São Paulo, 4 (AE) - O mecânico Marcos Paulo Almeida dos Santos, de 25 anos, foi preso na madrugada de hoje em sua casa, na Rua Mário de Campos, em Americanópolis, zona sul. Baiano de Jaguaquara, foi denunciado por Mateus da Costa Meira, de 24, como o responsável pela venda da submetralhadora usada pelo estudante de medicina para matar três pessoas e ferir outras cinco no MorumbiShopping.
Santos está respondendo a processo por porte ilegal de arma e ficou um mês preso no 5.º Distrito Policial, do Cambuci. Ele negou ter vendido a arma e a munição ao estudante.
Evidência - Ao ser detido hoje pelos policiais da Delegacia Seccional Sul, Santos tinha em seu poder R$ 1 mil em notas de R$ 100,00 e R$ 50,00. "O estudante disse que as notas entregues foram em série, porque ele as tirou do banco; as cédulas em poder de Santos são em série", declarou o delegado Olavo Reino Francisco, da Seccional Sul, responsável pelas investigações.

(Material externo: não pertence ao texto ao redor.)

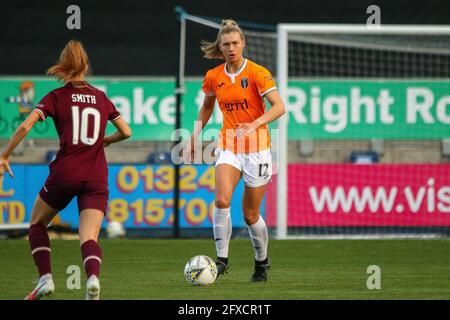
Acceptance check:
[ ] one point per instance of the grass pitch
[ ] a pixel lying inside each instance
(301, 269)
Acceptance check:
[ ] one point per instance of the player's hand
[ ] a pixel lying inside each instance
(244, 129)
(106, 142)
(5, 167)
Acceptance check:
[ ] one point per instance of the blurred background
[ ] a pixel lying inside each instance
(401, 189)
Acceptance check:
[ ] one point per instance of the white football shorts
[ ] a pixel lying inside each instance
(256, 167)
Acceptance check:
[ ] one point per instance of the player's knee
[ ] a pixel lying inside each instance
(222, 202)
(251, 216)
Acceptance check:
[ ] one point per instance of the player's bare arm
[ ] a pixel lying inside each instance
(20, 133)
(203, 117)
(123, 132)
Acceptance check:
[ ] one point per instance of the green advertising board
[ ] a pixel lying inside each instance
(325, 109)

Além do dinheiro, Santos também estava com o Fiat Palio que Meira tirou emprestado em seu nome de uma concessionária em Campinas.

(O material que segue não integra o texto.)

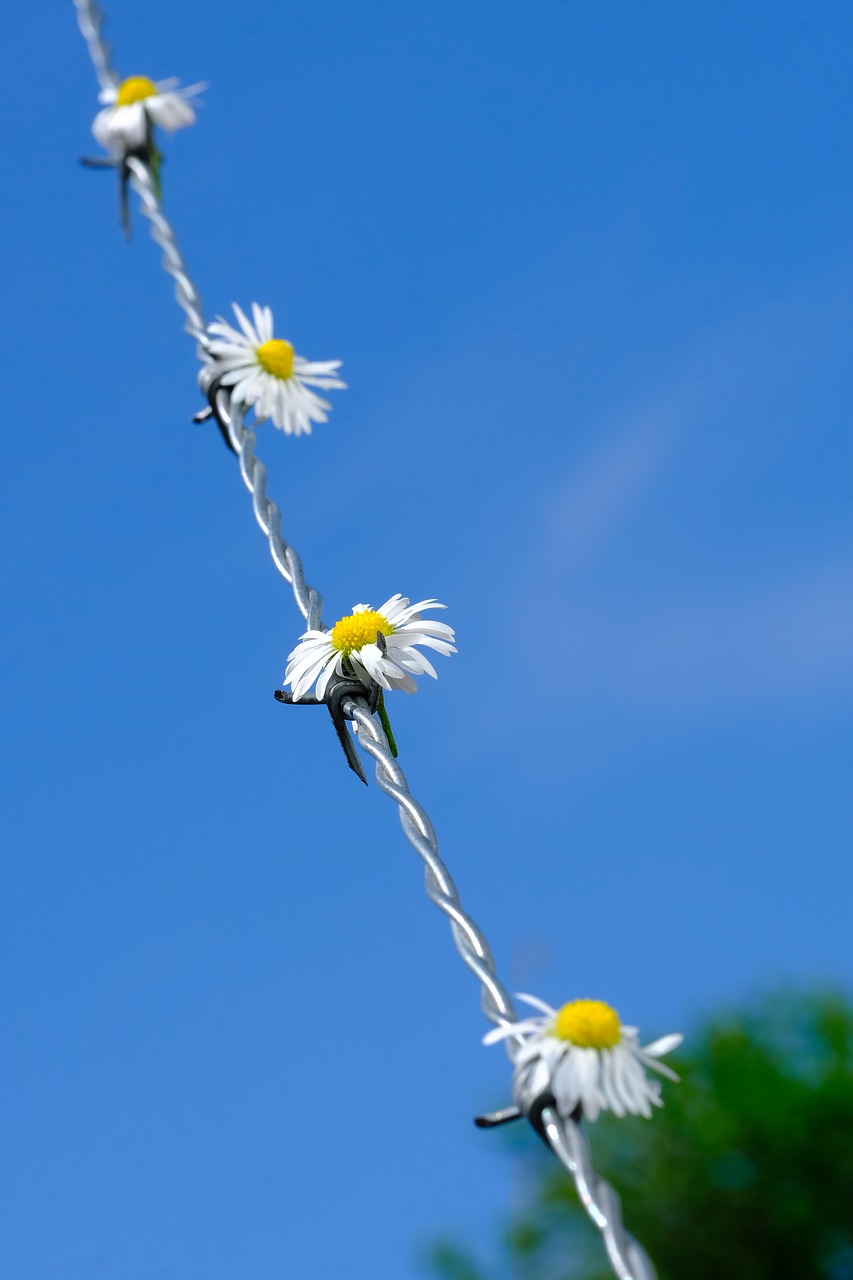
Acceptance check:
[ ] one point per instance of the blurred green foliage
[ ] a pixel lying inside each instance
(746, 1174)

O mecânico afirmou que jamais negociou com armas ou drogas. "Nunca vendi nada para esse sujeito, muito menos armas e drogas."

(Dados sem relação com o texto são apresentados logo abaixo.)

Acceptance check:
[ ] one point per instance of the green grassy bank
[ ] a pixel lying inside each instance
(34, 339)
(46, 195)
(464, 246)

Concessionária - Meira disse ter recebido a submetralhadora de Santos ontem. O mecânico declarou ter visto o estudante somente no sábado. "Fomos buscar um Palio na concessionária Baruge da Chrysler e o Mateus deixou o carro comigo porque estou desempregado e iria usar o Palio para atender reparos mecânicos", justificou.
Disse ainda que não vê Meira com frequência. "Quando ele precisa dos meus serviços me telefona no celular e desconheço os motivos pelos quais ele me denunciou como vendedor de armas e drogas." Os policiais submeteram Santos a reconhecimento por parte de Meira nas dependências do 96.º Distrito Policial, do Brooklin. Ao ver o mecânico pelo vidro, o estudante não hesitou em apontá-lo como o vendedor da submetralhadora.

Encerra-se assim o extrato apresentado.